本文主要讲:(自己管理offset)通过自定义kafkaconsumer的反序列方式是可以拿到kafka message的所有信息的,包括topic partition offset等。
另外:
我们需要编写一个Kafka Consumer,通过Flink计算引擎从Kafka相应的Topic中读取数据。在Flink中,我们可以通过FlinkKafkaConsumer08
来实现,这个类提供了读取一个或者多个Kafka Topic的机制。它的构造函数接收以下几个参数:
1、topic的名字,可以是String(用于读取一个Topic)List(用于读取多个Topic);
2、可以提供一个DeserializationSchema
/ KeyedDeserializationSchema
用于反系列化Kafka中的字节数组;
3、Kafka consumer的一些配置信息,而且我们必须指定bootstrap.servers
、zookeeper.connect
(这个属性仅仅在Kafka 0.8中需要)和group.id
属性。
好了,我们来使用FlinkKafkaConsumer08
类吧,初始化如下:
val properties = new Properties();
properties.setProperty("bootstrap.servers", "www.iteblog.com:9092");
// only required for Kafka 0.8
properties.setProperty("zookeeper.connect", "www.iteblog.com:2181");
properties.setProperty("group.id", "iteblog");
val stream = env.addSource(new FlinkKafkaConsumer08[String]("iteblog",
new SimpleStringSchema(), properties))
stream.print()
上面的例子中使用到SimpleStringSchema
来反系列化message,这个类是实现了DeserializationSchema
接口,并重写了T deserialize(byte[] message)
函数,DeserializationSchema
接口仅提供了反系列化data的接口,所以如果我们需要反系列化key,我们需要使用KeyedDeserializationSchema
的子类。

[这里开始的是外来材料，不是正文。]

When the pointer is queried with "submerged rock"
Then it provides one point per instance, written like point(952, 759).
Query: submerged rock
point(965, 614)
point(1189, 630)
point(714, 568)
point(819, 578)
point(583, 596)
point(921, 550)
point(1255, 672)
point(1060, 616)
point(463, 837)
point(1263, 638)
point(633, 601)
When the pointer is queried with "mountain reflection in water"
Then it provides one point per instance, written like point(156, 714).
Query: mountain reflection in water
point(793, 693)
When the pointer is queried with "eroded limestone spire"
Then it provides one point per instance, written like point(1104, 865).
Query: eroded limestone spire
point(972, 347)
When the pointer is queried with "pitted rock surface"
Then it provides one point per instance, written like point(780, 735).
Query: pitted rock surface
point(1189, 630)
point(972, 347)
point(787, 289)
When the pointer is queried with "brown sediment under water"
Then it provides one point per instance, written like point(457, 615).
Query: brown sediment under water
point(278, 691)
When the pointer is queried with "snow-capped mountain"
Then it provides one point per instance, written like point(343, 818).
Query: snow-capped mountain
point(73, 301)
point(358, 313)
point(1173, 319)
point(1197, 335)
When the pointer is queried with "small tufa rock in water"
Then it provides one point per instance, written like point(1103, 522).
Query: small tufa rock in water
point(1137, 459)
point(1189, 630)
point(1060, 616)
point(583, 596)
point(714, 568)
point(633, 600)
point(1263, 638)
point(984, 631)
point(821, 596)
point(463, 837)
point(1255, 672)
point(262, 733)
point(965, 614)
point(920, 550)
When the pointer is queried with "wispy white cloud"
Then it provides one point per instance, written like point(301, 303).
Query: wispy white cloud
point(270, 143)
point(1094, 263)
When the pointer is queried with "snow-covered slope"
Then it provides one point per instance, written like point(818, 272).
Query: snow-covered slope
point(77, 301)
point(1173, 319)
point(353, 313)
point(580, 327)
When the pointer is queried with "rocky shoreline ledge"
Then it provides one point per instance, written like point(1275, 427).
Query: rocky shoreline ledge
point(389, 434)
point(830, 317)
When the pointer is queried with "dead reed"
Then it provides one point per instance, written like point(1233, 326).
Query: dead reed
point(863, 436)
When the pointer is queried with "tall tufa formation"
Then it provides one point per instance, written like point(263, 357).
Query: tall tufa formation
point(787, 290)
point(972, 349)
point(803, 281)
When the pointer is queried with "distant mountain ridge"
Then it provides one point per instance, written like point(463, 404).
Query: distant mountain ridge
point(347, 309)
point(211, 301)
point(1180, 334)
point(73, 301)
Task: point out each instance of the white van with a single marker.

KeyedDeserializationSchema
接口提供了T deserialize(byte[] messageKey, byte[] message, String topic, int partition, long offset)
方法,可以饭系列化kafka消息的data和key。
为了方便使用,Flink内部提供了一序列的schemas:TypeInformationSerializationSchema
和TypeInformationKeyValueSerializationSchema
,它可以根据Flink的TypeInformation
信息来推断出需要选择的schemas。
如果我们启用了Flink的Checkpint机制,那么Flink Kafka Consumer将会从指定的Topic中消费消息,然后定期地将Kafka offsets信息、状态信息以及其他的操作信息进行Checkpint。所以,如果Flink作业出故障了,Flink将会从最新的Checkpint中恢复,并且从上一次偏移量开始读取Kafka中消费消息。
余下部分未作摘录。